Profondément attachés à leur culture régionale, les Alsaciens seraient arc-boutés à leur statut. Mais de quoi parle-t-on ? De culture, de langue ? En quoi l’adhésion à la loi commune leur porterait-elle atteinte ? L’universalisme des principes républicains ne vise pas à uniformiser les différences mais à asseoir la liberté et l’égalité des droits.
S’agit-il de défendre le droit local, hérité du droit allemand, qui comporte des dispositions plus avantageuses dans certains domaines que le droit français ? Mais personne ne souhaite l’abroger et il serait même possible d’envisager son élargissement à tous les citoyens.
Ou bien, s’agit-il de défendre le concordat, texte vétuste qui fait obligation à l’État de financer la religion, en tout cas certaines d’entre elles puisque l’islam notamment en est exclu ? Discriminatoire et dérogatoire, le concordat est aussi en pleine contradiction avec les principes constitutionnels qui définissent la République comme indivisible, laïque, démocratique et sociale. Les arrêts des plus importantes instances juridiques permettent de cacher la poussière sous le tapis. Ils ne répondent pas aux problèmes de fond. Le Conseil Constitutionnel a d’ailleurs pris soin de rappeler que rien n’est gravé dans le marbre puisque le Parlement dispose de toute latitude pour légiférer.

Pourquoi relancer ce débat que les majorités politiques trouvent toujours opportun de reporter à plus tard, le politiquement correct conduisant à ne faire aucune vague et à délaisser les sujets délicats ?
En fait, nous sommes inquiets de la montée des communautarismes identitaires, religieux, ethniques, régionalistes qui, au nom du droit à la différence, engendre la différence des droits. Des différencialismes qui nourrissent en retour la montée de l’extrême-droite. Vous le constatez comme moi, cette dynamique inquiétante dépasse largement les intérêts de votre seule région et concerne désormais toute la nation.

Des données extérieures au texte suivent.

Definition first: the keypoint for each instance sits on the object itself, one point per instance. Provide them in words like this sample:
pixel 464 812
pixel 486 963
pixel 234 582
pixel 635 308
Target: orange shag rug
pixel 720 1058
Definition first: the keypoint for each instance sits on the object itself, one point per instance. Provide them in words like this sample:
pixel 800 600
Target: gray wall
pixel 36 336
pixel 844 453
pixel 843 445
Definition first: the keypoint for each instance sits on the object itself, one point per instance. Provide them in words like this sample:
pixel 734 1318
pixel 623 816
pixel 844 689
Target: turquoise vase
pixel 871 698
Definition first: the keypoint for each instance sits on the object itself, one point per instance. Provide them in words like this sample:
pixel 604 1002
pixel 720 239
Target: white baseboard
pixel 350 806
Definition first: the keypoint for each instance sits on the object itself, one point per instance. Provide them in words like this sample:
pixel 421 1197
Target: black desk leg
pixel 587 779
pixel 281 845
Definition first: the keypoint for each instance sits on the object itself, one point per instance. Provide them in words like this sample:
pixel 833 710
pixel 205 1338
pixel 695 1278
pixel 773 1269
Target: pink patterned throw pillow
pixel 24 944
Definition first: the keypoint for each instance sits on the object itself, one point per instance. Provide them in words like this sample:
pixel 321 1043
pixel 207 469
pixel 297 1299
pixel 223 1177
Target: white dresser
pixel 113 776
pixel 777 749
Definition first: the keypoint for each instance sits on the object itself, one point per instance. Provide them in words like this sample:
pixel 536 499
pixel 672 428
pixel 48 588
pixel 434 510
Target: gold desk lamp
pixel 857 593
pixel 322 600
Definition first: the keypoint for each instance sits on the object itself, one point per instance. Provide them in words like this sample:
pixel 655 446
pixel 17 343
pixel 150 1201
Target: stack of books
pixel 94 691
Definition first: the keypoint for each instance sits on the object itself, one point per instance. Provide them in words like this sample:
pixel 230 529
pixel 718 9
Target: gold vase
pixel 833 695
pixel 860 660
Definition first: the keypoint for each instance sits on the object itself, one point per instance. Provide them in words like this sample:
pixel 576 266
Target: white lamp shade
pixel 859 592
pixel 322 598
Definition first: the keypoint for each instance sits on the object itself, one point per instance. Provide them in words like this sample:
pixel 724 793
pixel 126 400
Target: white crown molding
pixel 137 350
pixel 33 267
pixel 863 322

Comment en effet expliquer à de jeunes français issus de l’immigration qui revendiquent pour certains des dérogations à la loi commune que la République est légitime à leur refuser alors qu’elle accepte des dérogations aux Alsaciens et aux Mosellans ? Du coup, on comprend le sentiment d’injustice que certains expriment.
Comment, en effet, justifier que le principe "mêmes droits, mêmes devoirs pour tous", quels que soient les origines, la couleur de la peau, les appartenances religieuses, philosophiques, sexuelles, soit bafoué en terre concordataire ? Y aurait- il des identités plus fortes que d’autres, dont les règles seraient supérieures aux principes universalistes de la République ?
Imagine-t-on cette République négocier avec les Corses, les Bretons, les Basques, les Provençaux, les Picards, avec les asiatiques du quartier chinois de Paris, les afro-antillais de métropole, avec les communautés musulmane, juive, arménienne, avec les églises évangélistes, les bouddhistes, les sikhs, les hindouistes des droits spécifiques en fonction des appartenances communautaires ?
Accepterait-on que la République finance un enseignement religieux ou philosophique pour chaque « communauté » ? Qu’elle subventionne les associations d’agnostiques, d’athées, de libre-penseurs et leur érige des temples à la gloire de la Raison ? En retour, est-il acceptable que les impôts de tous les citoyens, croyants et incroyants, financent prêtres, pasteurs, rabbins de votre région ?
Poser cette question n’est pas faire preuve d’irrespect par rapport à vos traditions. D’ailleurs l’évêque de Guyane, territoire régit par une disposition de type concordataire instaurant le financement de la seule église catholique par le budget départemental, a lui-même récemment déclaré qu’à condition « de laisser du temps au temps », il « ne trouverait pas choquant qu’un jour les chrétiens de Guyane payent leur clergé ».
 
Disons-le sans ambages, alors que se développent inégalités sociales et replis identitaires, le concordat fait tache. Voilà pourquoi il fait sens de s’interroger, ici et maintenant, sur la pérennité d’un statut profondément inégalitaire. Les athées, les agnostiques mais aussi les musulmans, les bouddhistes, les hindouistes, les sikhs sont ainsi exclus de la manne de l’État qui consacre environ 65 millions d’euros par an au financement du concordat. Seraient-ils moins citoyens que les autres ?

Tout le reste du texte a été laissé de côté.